My brain offers me data, but it is does not discriminate on its own. It is not the final Chooser of my actions or inaction. That quiet ME inside that hears my brain's thoughts and stories is the one choosing my actions, the one "holding the leash."
So, you. Quiet-Inside You. This means that you're the Alpha Dog, the Master, who can train your puppy brain not to run amok.
Granted, a playful, exuberant puppy is adorable. But, it can also destroy your house and make a mess. Stressful!
You are the Boss. You are the Author-Creator of your life story. Or, as author, Michael Singer, puts it, the Inner Observer.
Why am I making a point of this?
Because, you have a wealth of tools for experiencing the fullness of your life and potential: emotions, physicality, free will, senses... and, your mind. If you're at all like me, though, your mind likes to think it's the only one that matters.
Here are two tips I've learned for training my puppy brain:
- Too many choices = overload
- What you focus on, expands.
Too Many Choices = Overload
Did you know that research has shown that your ability to make a clear-headed, confident choice diminishes with the more options you have?
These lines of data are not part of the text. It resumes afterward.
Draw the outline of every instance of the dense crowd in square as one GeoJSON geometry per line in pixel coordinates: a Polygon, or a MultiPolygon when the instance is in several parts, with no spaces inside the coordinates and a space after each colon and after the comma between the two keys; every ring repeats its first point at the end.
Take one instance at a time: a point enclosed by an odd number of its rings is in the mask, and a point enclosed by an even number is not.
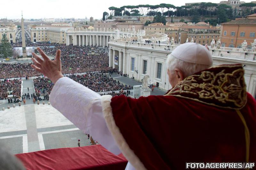
{"type": "Polygon", "coordinates": [[[21,95],[21,80],[20,79],[7,80],[0,81],[0,100],[7,99],[8,92],[15,98],[20,98],[21,95]],[[12,91],[12,92],[11,92],[12,91]]]}

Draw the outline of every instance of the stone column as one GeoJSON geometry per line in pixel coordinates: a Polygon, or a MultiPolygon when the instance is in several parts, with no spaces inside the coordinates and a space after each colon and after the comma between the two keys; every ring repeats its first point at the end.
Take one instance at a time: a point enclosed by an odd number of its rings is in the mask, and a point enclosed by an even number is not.
{"type": "Polygon", "coordinates": [[[108,46],[108,39],[109,39],[108,38],[109,38],[109,36],[107,36],[107,43],[106,44],[107,45],[106,45],[106,46],[108,46]]]}
{"type": "Polygon", "coordinates": [[[99,46],[99,36],[96,35],[96,44],[97,44],[97,47],[99,46]]]}
{"type": "Polygon", "coordinates": [[[86,46],[87,46],[88,45],[88,35],[86,35],[85,36],[86,36],[86,46]]]}
{"type": "Polygon", "coordinates": [[[67,35],[66,37],[66,45],[68,46],[69,45],[69,35],[67,35]]]}
{"type": "Polygon", "coordinates": [[[101,36],[100,36],[100,46],[101,46],[102,45],[102,44],[101,43],[101,36]]]}
{"type": "Polygon", "coordinates": [[[80,35],[78,36],[78,45],[80,46],[81,45],[81,36],[80,35]]]}
{"type": "Polygon", "coordinates": [[[123,52],[123,74],[126,74],[126,62],[127,57],[127,53],[123,52]]]}
{"type": "Polygon", "coordinates": [[[103,47],[105,47],[105,36],[103,36],[103,47]]]}
{"type": "Polygon", "coordinates": [[[115,55],[116,52],[116,50],[113,50],[113,58],[112,58],[113,61],[113,68],[116,68],[116,65],[115,64],[115,55]]]}
{"type": "Polygon", "coordinates": [[[118,56],[118,71],[122,71],[123,63],[122,62],[122,52],[119,51],[119,55],[118,56]]]}
{"type": "Polygon", "coordinates": [[[108,56],[109,56],[109,60],[108,62],[108,65],[109,67],[113,67],[113,59],[112,57],[113,57],[113,55],[112,54],[113,53],[113,50],[109,48],[109,53],[108,53],[108,56]],[[111,52],[112,52],[112,53],[111,52]]]}
{"type": "Polygon", "coordinates": [[[73,45],[76,45],[76,35],[74,35],[73,37],[73,45]]]}

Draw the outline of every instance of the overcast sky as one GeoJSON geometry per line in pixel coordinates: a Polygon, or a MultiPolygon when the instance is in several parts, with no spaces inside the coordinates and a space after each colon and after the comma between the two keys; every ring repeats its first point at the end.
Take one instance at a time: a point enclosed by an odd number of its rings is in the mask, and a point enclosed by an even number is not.
{"type": "MultiPolygon", "coordinates": [[[[218,3],[220,0],[204,1],[218,3]]],[[[245,0],[246,2],[251,1],[245,0]]],[[[202,0],[7,0],[1,3],[0,18],[9,19],[21,18],[23,11],[24,18],[102,18],[104,11],[109,13],[109,7],[120,7],[124,5],[136,5],[140,4],[156,5],[162,3],[171,4],[175,6],[185,5],[185,3],[200,2],[202,0]],[[11,7],[12,8],[10,8],[11,7]]]]}

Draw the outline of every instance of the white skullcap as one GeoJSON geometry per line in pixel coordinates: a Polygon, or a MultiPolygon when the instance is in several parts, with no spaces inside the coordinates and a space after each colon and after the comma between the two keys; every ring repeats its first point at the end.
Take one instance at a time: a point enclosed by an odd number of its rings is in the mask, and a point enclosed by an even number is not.
{"type": "Polygon", "coordinates": [[[212,64],[212,59],[210,51],[201,44],[188,42],[181,44],[172,51],[172,55],[188,63],[205,65],[212,64]]]}

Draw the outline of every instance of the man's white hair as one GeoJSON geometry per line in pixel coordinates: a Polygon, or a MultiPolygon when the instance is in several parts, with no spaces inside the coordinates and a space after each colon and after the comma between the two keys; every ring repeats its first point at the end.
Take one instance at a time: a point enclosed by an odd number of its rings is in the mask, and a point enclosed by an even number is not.
{"type": "Polygon", "coordinates": [[[212,66],[212,65],[195,64],[183,61],[175,58],[171,54],[168,56],[166,63],[167,68],[172,74],[174,73],[175,69],[178,69],[182,72],[184,78],[212,66]]]}

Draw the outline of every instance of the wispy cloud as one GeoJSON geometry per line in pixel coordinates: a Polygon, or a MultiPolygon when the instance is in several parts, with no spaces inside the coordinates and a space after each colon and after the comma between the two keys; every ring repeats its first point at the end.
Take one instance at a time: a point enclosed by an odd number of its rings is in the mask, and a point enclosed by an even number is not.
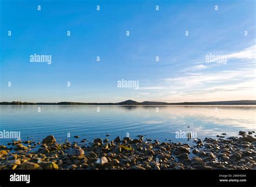
{"type": "Polygon", "coordinates": [[[197,71],[206,68],[206,66],[203,64],[196,65],[187,69],[183,70],[181,71],[197,71]]]}
{"type": "Polygon", "coordinates": [[[227,59],[256,59],[256,45],[253,45],[245,49],[235,53],[227,55],[227,59]]]}

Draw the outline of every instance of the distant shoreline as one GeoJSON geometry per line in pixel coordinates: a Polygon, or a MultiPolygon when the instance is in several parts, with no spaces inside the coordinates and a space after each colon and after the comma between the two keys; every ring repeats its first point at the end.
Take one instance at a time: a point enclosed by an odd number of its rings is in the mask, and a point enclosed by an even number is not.
{"type": "Polygon", "coordinates": [[[217,102],[165,103],[158,102],[137,102],[132,100],[127,100],[120,103],[79,103],[63,102],[58,103],[29,103],[19,101],[0,102],[0,105],[254,105],[256,100],[240,100],[217,102]]]}

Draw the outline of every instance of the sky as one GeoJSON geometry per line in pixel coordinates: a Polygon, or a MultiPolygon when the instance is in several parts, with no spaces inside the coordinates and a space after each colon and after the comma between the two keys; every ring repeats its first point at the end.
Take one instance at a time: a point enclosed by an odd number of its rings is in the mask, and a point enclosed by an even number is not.
{"type": "Polygon", "coordinates": [[[255,3],[0,0],[0,101],[254,100],[255,3]]]}

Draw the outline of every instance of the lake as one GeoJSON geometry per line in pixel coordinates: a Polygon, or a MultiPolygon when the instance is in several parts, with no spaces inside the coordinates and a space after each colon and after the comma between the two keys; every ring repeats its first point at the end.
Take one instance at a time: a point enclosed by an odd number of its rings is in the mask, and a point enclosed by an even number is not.
{"type": "MultiPolygon", "coordinates": [[[[176,132],[196,132],[199,138],[221,133],[228,137],[256,128],[255,105],[0,105],[0,131],[20,131],[23,140],[53,134],[62,142],[70,133],[71,142],[90,141],[109,133],[110,140],[143,135],[144,139],[190,143],[186,138],[176,138],[176,132]]],[[[11,141],[0,139],[1,144],[11,141]]]]}

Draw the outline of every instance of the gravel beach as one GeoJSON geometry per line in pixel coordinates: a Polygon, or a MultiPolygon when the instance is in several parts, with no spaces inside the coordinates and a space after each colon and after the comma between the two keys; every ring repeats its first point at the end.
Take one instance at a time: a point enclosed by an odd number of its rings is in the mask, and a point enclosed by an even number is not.
{"type": "Polygon", "coordinates": [[[254,133],[191,139],[190,146],[144,139],[143,135],[133,140],[97,138],[80,146],[86,140],[78,136],[77,142],[58,143],[49,135],[41,142],[19,140],[0,145],[0,169],[256,169],[254,133]]]}

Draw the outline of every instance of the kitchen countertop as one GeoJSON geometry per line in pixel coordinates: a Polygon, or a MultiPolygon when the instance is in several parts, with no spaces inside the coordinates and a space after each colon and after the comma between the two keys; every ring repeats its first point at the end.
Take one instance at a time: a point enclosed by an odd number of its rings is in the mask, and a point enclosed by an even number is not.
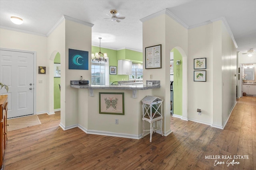
{"type": "Polygon", "coordinates": [[[160,85],[70,85],[70,87],[76,88],[87,88],[89,89],[111,89],[111,90],[145,90],[153,88],[159,88],[160,85]]]}

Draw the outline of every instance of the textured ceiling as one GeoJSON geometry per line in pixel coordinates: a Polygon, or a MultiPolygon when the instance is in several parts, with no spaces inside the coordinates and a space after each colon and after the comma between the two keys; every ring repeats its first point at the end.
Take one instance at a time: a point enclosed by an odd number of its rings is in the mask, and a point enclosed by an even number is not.
{"type": "Polygon", "coordinates": [[[64,15],[94,24],[92,44],[114,49],[142,51],[140,20],[167,8],[190,27],[225,17],[238,51],[256,49],[256,0],[3,0],[0,26],[46,36],[64,15]],[[116,9],[126,18],[110,21],[106,14],[116,9]],[[11,16],[22,18],[16,25],[11,16]]]}

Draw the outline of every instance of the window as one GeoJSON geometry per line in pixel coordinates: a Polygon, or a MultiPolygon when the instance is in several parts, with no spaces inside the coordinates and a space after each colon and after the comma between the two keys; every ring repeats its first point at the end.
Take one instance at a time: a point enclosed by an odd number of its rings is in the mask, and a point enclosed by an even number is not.
{"type": "Polygon", "coordinates": [[[129,76],[130,80],[142,79],[143,77],[143,65],[142,64],[132,63],[132,75],[129,76]],[[134,78],[133,78],[133,76],[134,78]]]}
{"type": "Polygon", "coordinates": [[[92,82],[93,85],[108,85],[108,61],[107,62],[92,61],[92,82]]]}

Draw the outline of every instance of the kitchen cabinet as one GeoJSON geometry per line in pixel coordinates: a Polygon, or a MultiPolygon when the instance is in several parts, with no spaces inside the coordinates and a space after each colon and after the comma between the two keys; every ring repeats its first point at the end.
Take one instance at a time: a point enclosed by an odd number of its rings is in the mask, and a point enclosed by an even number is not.
{"type": "Polygon", "coordinates": [[[242,89],[247,95],[256,96],[256,84],[243,84],[242,89]]]}
{"type": "Polygon", "coordinates": [[[4,151],[7,139],[8,95],[0,96],[0,168],[3,168],[4,151]]]}
{"type": "Polygon", "coordinates": [[[131,74],[132,61],[124,60],[118,60],[118,74],[131,74]]]}

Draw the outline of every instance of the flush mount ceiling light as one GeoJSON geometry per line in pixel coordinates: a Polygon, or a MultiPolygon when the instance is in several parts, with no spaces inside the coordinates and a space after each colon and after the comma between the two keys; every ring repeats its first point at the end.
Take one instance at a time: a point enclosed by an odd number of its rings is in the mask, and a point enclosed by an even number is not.
{"type": "Polygon", "coordinates": [[[11,21],[15,24],[20,25],[23,23],[23,20],[18,17],[11,16],[11,21]]]}
{"type": "Polygon", "coordinates": [[[248,54],[248,57],[252,57],[252,54],[251,53],[249,53],[249,54],[248,54]]]}

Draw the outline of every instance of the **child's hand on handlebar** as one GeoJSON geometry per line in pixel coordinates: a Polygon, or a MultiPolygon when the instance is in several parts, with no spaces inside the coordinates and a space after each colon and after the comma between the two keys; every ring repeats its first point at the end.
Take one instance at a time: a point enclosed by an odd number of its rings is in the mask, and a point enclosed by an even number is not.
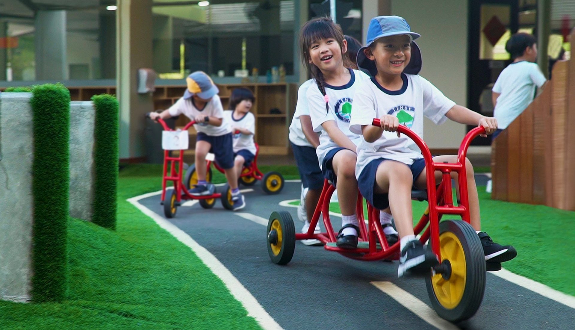
{"type": "MultiPolygon", "coordinates": [[[[388,132],[396,132],[399,127],[399,120],[394,116],[390,114],[384,114],[379,118],[381,128],[384,131],[388,132]]],[[[397,137],[400,137],[399,132],[397,132],[397,137]]]]}
{"type": "Polygon", "coordinates": [[[486,137],[488,134],[492,133],[497,129],[497,120],[493,117],[484,117],[479,120],[478,126],[485,129],[486,134],[480,134],[480,135],[483,137],[486,137]]]}
{"type": "Polygon", "coordinates": [[[210,116],[200,114],[195,117],[195,122],[198,124],[207,123],[210,120],[210,116]]]}
{"type": "Polygon", "coordinates": [[[150,112],[148,113],[148,117],[154,121],[158,121],[160,118],[160,114],[157,112],[150,112]]]}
When we are presented with many options, we usually fear making the wrong decision. This can be translated into simple math – when there are only two options, we have a 50% chance of choosing the right one. But when there are five options, our chances suddenly decrease to 20%. Matters become even more complicated when there are twenty options or more. Human cognitive ability cannot efficiently compare more than five options, so most of us will start looking at the first few options and then stop.
Awareness that there may be a better option triggers the urge to find it. However, due to time constraints and human cognitive limitations, we are unable to engage in the elaborate thought process required to compare and contrast all of the available alternatives.
From PSYCHOLOGY TODAY, "The Psychology of Choice," by Liraz Margalit Ph.D.
Your Puppy Brain doesn't care about this research. Left on its own, it will react to any stimulus that grabs its attention. As soon as another stimulus beckons, it's off to sniff that.
Why do you think dogs chase their tails? Because it's there, and it grabs their attention.
You, the Boss, are aware of this now. If and when you find yourself feeling overwhelmed or stressed, ask yourself if you're drowning in too many inputs.
Make a choice to "tug on the leash" and take a breather. Invite your brain to do its sorting thing and work out how you might funnel down your inputs to a more manageable number of options.
This leads to my second tip.
What You Focus On, Expands
I'd like you to picture a leaf. See the leaf on the ground. Next, see it in your palm.
Now imagine viewing that leaf under a microscope. The size of the leaf becomes huge. Its terrain is vast; you can no longer see its edges.
Like a puppy, your brain will react to every single shiny thing that grabs its attention. Remember, your brain is a filter for your experiences. It's built to identify, sort, label, file, evaluate, catalog.
When you, the Boss/Author-Creator/Inner Observer, turn your focus to that shiny thing, it can pull you in to a rabbit hole if you're letting your puppy brain lead the way. The more you focus on something, the more closely you examine it, the bigger it gets in your field of attention.
Again, you can remember to "tug the leash." Is it in your best interest for being your fullest self to drop down that rabbit hole? Maybe that attention-grabber needs to be re-framed: try to view it as the leaf in your palm, not the leaf under the microscope.
One last tidbit.
I do want to encourage you, Boss, to let your puppy "off-leash" to play, seek, learn, discover, experiment, and tumble with exuberance! It doesn't have to be All Training, All The Time.
Just remind the puppy it doesn't belong in the driver's seat.